Treatment of the elderly is particularly challenging because of the coexistence of variable comorbidities, which predispose them to less toleration of toxicity of medical treatments compared to their younger counterparts. This patient population is at risk of both empirical under treatment, resulting in poor survival, or excessive toxicity from standard therapy. Therefore, treatments designed to address the special needs of this population are critical.

Chemotherapy

Elderly patients with metastatic NSCLC and epidermal growth factor receptors (EGFR) and non-mutated tumors should be considered for treatment with chemotherapy. The choice between monotherapy and a platinum-based (preferably carboplatin) doublet should be based on considerations such as PS and geriatric assessment.

Elderly fit patients or PS 0–1 (asymptomatic or symptomatic but completely ambulatory) and some cases of PS 2 (symptomatic, 50% in bed during the day) should be treated with a platinum-based doublet, whereas those who are more vulnerable and the majority of PS 2 patients should be considered for a reduced-dose carboplatin-based doublet or monotherapy. (2, 3)

Newer regimens – anti-angiogenic treatment, targeted therapy

Combination of first line platinum-based chemotherapy with bevacizumab, the anti-VEGF monoclonal antibody, could offer the same benefit in patients aged >65 years as are seen in younger patients, to be used cautiously due to higher toxicity, although there is no compelling evidence to support its use in patients older than 65-70 years of age. (4)

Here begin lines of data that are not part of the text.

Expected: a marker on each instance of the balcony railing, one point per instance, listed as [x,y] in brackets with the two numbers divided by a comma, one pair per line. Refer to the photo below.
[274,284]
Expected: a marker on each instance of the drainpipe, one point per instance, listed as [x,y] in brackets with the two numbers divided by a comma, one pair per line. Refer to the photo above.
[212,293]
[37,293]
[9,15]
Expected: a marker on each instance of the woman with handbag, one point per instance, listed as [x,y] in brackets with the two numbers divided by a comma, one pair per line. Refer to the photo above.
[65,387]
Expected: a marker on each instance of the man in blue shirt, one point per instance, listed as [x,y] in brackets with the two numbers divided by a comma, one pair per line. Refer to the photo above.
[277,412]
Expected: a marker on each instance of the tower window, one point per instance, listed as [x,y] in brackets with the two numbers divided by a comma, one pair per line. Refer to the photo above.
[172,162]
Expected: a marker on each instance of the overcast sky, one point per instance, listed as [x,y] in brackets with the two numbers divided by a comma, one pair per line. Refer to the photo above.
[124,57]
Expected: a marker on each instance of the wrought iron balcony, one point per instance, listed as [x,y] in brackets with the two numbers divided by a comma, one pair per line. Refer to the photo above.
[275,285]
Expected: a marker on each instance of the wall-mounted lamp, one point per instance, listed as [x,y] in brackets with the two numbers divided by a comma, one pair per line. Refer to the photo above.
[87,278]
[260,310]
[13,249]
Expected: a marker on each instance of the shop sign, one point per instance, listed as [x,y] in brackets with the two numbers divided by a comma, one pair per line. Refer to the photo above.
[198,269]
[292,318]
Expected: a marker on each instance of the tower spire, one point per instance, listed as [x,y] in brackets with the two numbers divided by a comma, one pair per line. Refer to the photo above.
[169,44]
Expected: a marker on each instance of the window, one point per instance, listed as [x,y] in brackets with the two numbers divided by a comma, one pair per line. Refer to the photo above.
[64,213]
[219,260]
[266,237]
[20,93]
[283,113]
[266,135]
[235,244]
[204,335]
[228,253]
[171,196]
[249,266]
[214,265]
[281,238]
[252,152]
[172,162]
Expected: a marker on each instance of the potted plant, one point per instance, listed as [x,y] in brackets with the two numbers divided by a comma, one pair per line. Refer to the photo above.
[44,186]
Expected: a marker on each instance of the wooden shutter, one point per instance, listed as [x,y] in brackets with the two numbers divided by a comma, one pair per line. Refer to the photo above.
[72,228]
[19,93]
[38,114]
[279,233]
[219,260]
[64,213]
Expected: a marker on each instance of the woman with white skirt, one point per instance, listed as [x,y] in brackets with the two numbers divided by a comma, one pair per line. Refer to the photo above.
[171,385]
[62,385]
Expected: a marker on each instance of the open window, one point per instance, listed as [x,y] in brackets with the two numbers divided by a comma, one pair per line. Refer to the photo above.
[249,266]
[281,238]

Among targeted therapies, tyrosine kinase inhibitors (TKI) associated with the EGFR (erlotinib and gefitinib) are involved in many cellular processes such as proliferation, growth, migration, invasion and survival. Erlotinib was the first target agent approved for the treatment of NSCLC in second and third line, in patients unselected for EGFR mutations. Gefitinib was the first EGFR TKI approved for the treatment of NSCLC in all lines of setting in patients harbouring EGFR mutations. In elderly patients, with a poor prognosis, and different co-morbidities, erlotinib and gefitinib is recommended as valid therapeutic options (5, 6).

While there is little data about elderly patients with adenocarcinoma harbouring EML4-ALK translocation, there is no reason to believe that this group would derive less benefit from ALK TKI therapy (crizotinib, cerinib).

Clinical trials design

Elderly patients are the majority of the users of many medicines despite being poorly represented in clinical trials. Although persons aged ≥65 years represent only about 13% of the population, they consume nearly one-third of all medications. (7) Moreover, the overall proportion of older oncologic patients (> 65 years of age) in trials conducted by the Southwest Oncology Group was 25%. Hence, the evaluation of new drugs in the elderly is a major issue. The lack of data on octogenarians suggests that clinicians should exercise caution when applying the existing data on chemotherapy and targeted therapies for patients aged 70-79 years to those aged >80 years.

Moreover, the evaluation of promising therapies (immunotherapy such as PD-1/PD-1L checkpoint inhibitors – nivolumab, pembrolizumab) should continue, with comprehensive analyses of patient selection, efficacy, toxicity, and quality of life. In fact, there are multiple physician-related, patient-related and trial-related barriers in recruiting elderly patients to clinical trials. Furthermore, with an ageing population in Europe, medical oncology is becoming geriatric oncology, hence the criteria for recruitment of the elderly to clinical trials should be carefully reconsidered.

References:

1. Maione M et al. Ther Adv Med Oncol 2010; 2 (4): 251-260.

2. Blanco R et al., Annals of Oncology, 2015; 26 (3): 451-463.

3. DaweDE and Ellis PM, Frontier in Oncology 2014; 4: 174.

4. Zhu J et al. JAMA 2012; 307: 1593–1601.

5. Lin CC and Yang CH. Targ Oncol 2009; 4: 37–44.

6. Unger JM et al. J Clin Oncol. 2006; 24(1):141–144.

7. Shenoy P and Harugy A. Perspect Clin Res 2015; 6 (4): 184-189.